Но актёры нет-нет да и выпадают из жёсткого ритма спектакля. То отведёт душу Бакланова, ослабив темп ради переживаний обманувшейся Лицци, то Михаил Чехов, увлекаясь эксцентрической характерностью, перейдёт тонкую грань, отделяющую строгий вахтанговский гротеск от фарса. Выправляя этот крен, Вахтангов сам в очередь с Чеховым играет Фрезера, играет, я бы сказал, целомудренно, несколько суше, строже по мысли. В его исполнении фигура Фрезера, может быть, проигрывает в глазах зрителя, ищущего в театре приятного, занимательного развлечения, но оказывается внутренне сложнее и неотрывно приковывает к трагическим мотивам. Необыкновенно интересно смотреть то на одного, то на другого Фрезера.
Но ещё до выхода спектакля на публику в работу режиссёра вмешиваются. Сулержицкий и Станиславский. С печалью Вахтангов записывает: «Пришли, грубо влезли в пьесу, нечутко затоптали моё, хозяйничали, не справляясь у меня, кроили и рубили топором. И равнодушен я к „Потопу“.
К.С. Станиславский после репетиции «Потопа», желая поддержать ученика, в утешение подарил ему портрет с надписью: «Дорогому и сердечно любимому Евгению Богратионовичу Вахтангову… Вы первый плод нашего обновлённого искусства. Я люблю Вас за таланты преподавателя, режиссёра и артиста; за стремление к настоящему в искусстве; за уменье дисциплинировать себя и других, бороться и побеждать Недостатки. Я благодарен Вам за большой и терпеливый труд, за убеждённость, скромность, настойчивость и чистоту в проведении наших общих принципов в искусстве. Верю и знаю, что избранный Вами путь приведёт Вас к большой и заслуженной победе. Любящий и благодарный К. Станиславский».
Вахтангов тем временем не оставляет мысли о другой редакции постановки «Потопа», мечтает показать Америку, ещё смелее сняв с неё покров внешнего благополучия, обнажить её духовную опустошённость, заострить сатирическое жало.
Но это намерение не осуществлено. Его вытесняют новые замыслы и работы.
Вторая юность
Студенческая студия в Мансуровском переулке постоянно пополняется. Теперь основатели студии при приёме новичков не только беседуют с ними об отношении к искусству, но и предлагают читать стихи и исполнять этюды-импровизации. Далеко не все желающие попасть на воспитание к Вахтангову, в его ревниво охраняемую учредителями студию, выдерживают этот экзамен.

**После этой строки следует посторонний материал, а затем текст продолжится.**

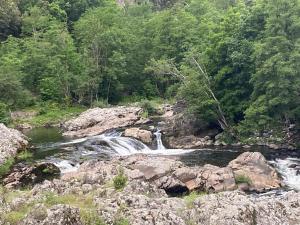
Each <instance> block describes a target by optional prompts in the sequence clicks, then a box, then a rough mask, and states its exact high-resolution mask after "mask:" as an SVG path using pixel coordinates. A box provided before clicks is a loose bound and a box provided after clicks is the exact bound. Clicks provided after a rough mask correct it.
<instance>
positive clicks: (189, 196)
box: [183, 191, 207, 209]
mask: <svg viewBox="0 0 300 225" xmlns="http://www.w3.org/2000/svg"><path fill="white" fill-rule="evenodd" d="M206 194H207V193H206V192H198V191H193V192H191V193H190V194H189V195H186V196H184V197H183V199H184V201H185V204H186V206H187V207H188V208H189V209H191V208H193V206H194V201H195V200H196V198H198V197H200V196H203V195H206Z"/></svg>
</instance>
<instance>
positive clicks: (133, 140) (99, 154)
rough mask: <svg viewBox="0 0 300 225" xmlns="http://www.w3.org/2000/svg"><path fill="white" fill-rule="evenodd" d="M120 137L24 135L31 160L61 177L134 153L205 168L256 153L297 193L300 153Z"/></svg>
mask: <svg viewBox="0 0 300 225" xmlns="http://www.w3.org/2000/svg"><path fill="white" fill-rule="evenodd" d="M121 134H122V133H121V132H117V131H114V132H108V133H105V134H102V135H98V136H93V137H88V138H80V139H67V138H64V137H63V136H62V133H61V131H60V129H58V128H35V129H32V130H30V131H28V132H27V133H26V135H27V136H28V137H29V138H30V139H31V145H32V149H33V153H34V154H33V159H34V160H35V161H47V162H52V163H54V164H55V165H57V166H58V167H59V168H60V170H61V171H62V173H67V172H71V171H76V170H77V168H78V167H79V165H80V164H81V163H82V162H84V161H86V160H89V159H95V158H97V159H99V160H109V159H110V158H111V157H112V156H116V155H121V156H126V155H131V154H137V153H144V154H155V155H165V156H166V155H167V156H169V157H177V158H178V159H179V160H180V161H182V162H183V163H185V164H186V165H189V166H193V165H200V166H201V165H204V164H212V165H216V166H226V165H227V164H228V163H229V162H230V161H231V160H233V159H235V158H236V157H237V156H238V155H240V154H241V153H242V152H244V151H259V152H261V153H262V154H263V155H264V156H265V157H266V159H267V160H268V162H269V163H270V164H272V165H273V166H274V167H275V168H276V169H277V171H278V172H279V174H280V175H281V176H282V178H283V181H284V182H285V183H286V185H288V187H290V188H292V189H296V190H300V151H292V150H272V149H269V148H266V147H252V148H250V149H243V148H238V147H227V148H206V149H189V150H182V149H167V148H165V147H164V145H163V141H162V135H161V133H160V132H159V131H157V132H156V133H155V135H156V147H155V148H153V147H152V148H150V147H149V146H147V145H145V144H143V143H142V142H140V141H138V140H136V139H133V138H128V137H122V136H121Z"/></svg>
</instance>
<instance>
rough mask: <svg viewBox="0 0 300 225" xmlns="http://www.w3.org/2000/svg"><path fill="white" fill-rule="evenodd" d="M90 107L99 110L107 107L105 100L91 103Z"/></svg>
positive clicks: (99, 99)
mask: <svg viewBox="0 0 300 225" xmlns="http://www.w3.org/2000/svg"><path fill="white" fill-rule="evenodd" d="M92 106H93V107H99V108H107V107H108V106H109V105H108V103H107V102H106V101H105V100H103V99H99V100H98V101H93V103H92Z"/></svg>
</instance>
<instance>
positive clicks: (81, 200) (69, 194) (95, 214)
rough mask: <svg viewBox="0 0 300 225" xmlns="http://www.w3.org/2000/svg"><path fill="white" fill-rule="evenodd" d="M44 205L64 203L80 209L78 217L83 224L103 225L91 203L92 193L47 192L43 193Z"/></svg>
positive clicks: (92, 205)
mask: <svg viewBox="0 0 300 225" xmlns="http://www.w3.org/2000/svg"><path fill="white" fill-rule="evenodd" d="M45 197H46V198H45V201H44V203H45V205H46V206H47V207H51V206H54V205H57V204H66V205H70V206H73V207H76V208H79V210H80V217H81V219H82V221H83V222H84V224H85V225H105V223H104V222H103V220H102V219H101V217H99V216H98V214H97V210H96V208H95V206H94V204H93V195H92V194H89V195H75V194H65V195H55V194H54V193H47V194H46V195H45Z"/></svg>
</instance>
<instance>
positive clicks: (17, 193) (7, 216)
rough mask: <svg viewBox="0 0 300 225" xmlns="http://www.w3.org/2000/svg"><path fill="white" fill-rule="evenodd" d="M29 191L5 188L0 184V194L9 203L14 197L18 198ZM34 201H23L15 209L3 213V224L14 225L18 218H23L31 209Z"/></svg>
mask: <svg viewBox="0 0 300 225" xmlns="http://www.w3.org/2000/svg"><path fill="white" fill-rule="evenodd" d="M28 193H29V191H28V190H26V189H24V190H7V189H6V188H5V187H3V186H0V195H1V196H2V197H3V199H4V201H5V202H6V203H8V204H9V203H11V202H12V201H13V200H14V199H16V198H19V197H20V196H23V195H24V194H25V195H26V194H28ZM33 206H34V203H25V204H22V205H21V206H19V207H18V208H17V209H14V210H13V211H10V212H6V213H5V214H3V215H2V216H3V219H4V222H5V224H6V223H7V224H11V225H15V224H18V222H19V221H20V220H22V219H23V218H25V216H26V215H27V214H28V213H29V212H30V211H31V209H32V208H33Z"/></svg>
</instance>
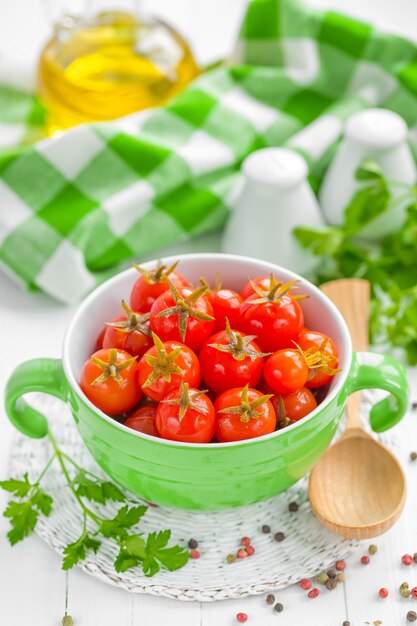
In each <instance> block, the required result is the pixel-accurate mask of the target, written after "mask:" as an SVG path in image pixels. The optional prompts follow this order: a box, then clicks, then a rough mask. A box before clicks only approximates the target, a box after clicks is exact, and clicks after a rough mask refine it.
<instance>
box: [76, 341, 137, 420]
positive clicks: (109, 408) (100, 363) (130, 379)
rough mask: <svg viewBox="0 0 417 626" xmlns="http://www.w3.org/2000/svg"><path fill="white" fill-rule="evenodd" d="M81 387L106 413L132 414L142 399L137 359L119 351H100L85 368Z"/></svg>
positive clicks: (86, 393)
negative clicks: (140, 388) (139, 402)
mask: <svg viewBox="0 0 417 626" xmlns="http://www.w3.org/2000/svg"><path fill="white" fill-rule="evenodd" d="M80 387H81V389H82V390H83V392H84V393H85V395H86V396H87V398H88V399H89V400H91V402H92V403H93V404H94V405H95V406H96V407H98V408H99V409H101V410H102V411H104V413H107V414H109V415H118V414H119V413H124V412H125V411H129V410H130V409H131V408H133V407H134V406H135V404H137V403H138V402H139V400H140V398H141V396H142V391H141V389H140V387H139V383H138V381H137V364H136V357H132V355H131V354H129V353H128V352H125V351H124V350H117V349H115V348H111V349H108V348H106V349H104V348H103V349H102V350H98V351H97V352H95V353H94V354H92V355H91V356H90V358H89V359H88V360H87V361H86V362H85V363H84V365H83V369H82V372H81V380H80Z"/></svg>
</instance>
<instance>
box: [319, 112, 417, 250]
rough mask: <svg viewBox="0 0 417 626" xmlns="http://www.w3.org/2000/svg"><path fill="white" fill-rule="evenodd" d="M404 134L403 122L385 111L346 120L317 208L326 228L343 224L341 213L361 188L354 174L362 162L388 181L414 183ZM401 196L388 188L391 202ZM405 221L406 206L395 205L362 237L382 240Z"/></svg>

Однажды среди группы экзаменующихся привлекла внимание резким отличием от окружающих молодая курсистка. Она собиралась ехать в деревню, стать агрономом. Но считала, что надо от Москвы взять всё, что можно. Откровенно заявила, что актрисой быть не собирается, но что не прочь поучиться и театральному искусству. На вопрос Вахтангова, кто хочет читать первый, смело ответила:
— Я.
И, выйдя размашистым мужским шагом на сцену, неловко держа руки с оттопыренными пальцами, прочла «Нимфы» Тургенева и стихотворение «Мать» Надсона. Низкий «неотёсанный» голос. Внешняя невозмутимость. Мужские гетры, занятые у подруги, чтобы прикрыть дырявые башмаки… Студийцы были шокированы. Смеялись. Засмеялся и Вахтангов, глядя на неё весёлыми прозорливыми глазами, и без колебаний принял. Это была будущая трагическая актриса его театра Анна Орочко.
Евгений Богратионович по-прежнему охраняет молодых людей от того, чтобы они возомнили себя актёрами, и он стремится объединить в коллективе студии юность, таящую ещё не раскрытые артистические силы… Главное для него — выявление и духовный рост одарённых человеческих индивидуальностей, воспитание художников, испытание сил, постоянные совместные искания и открытия в искусстве и в самой жизни.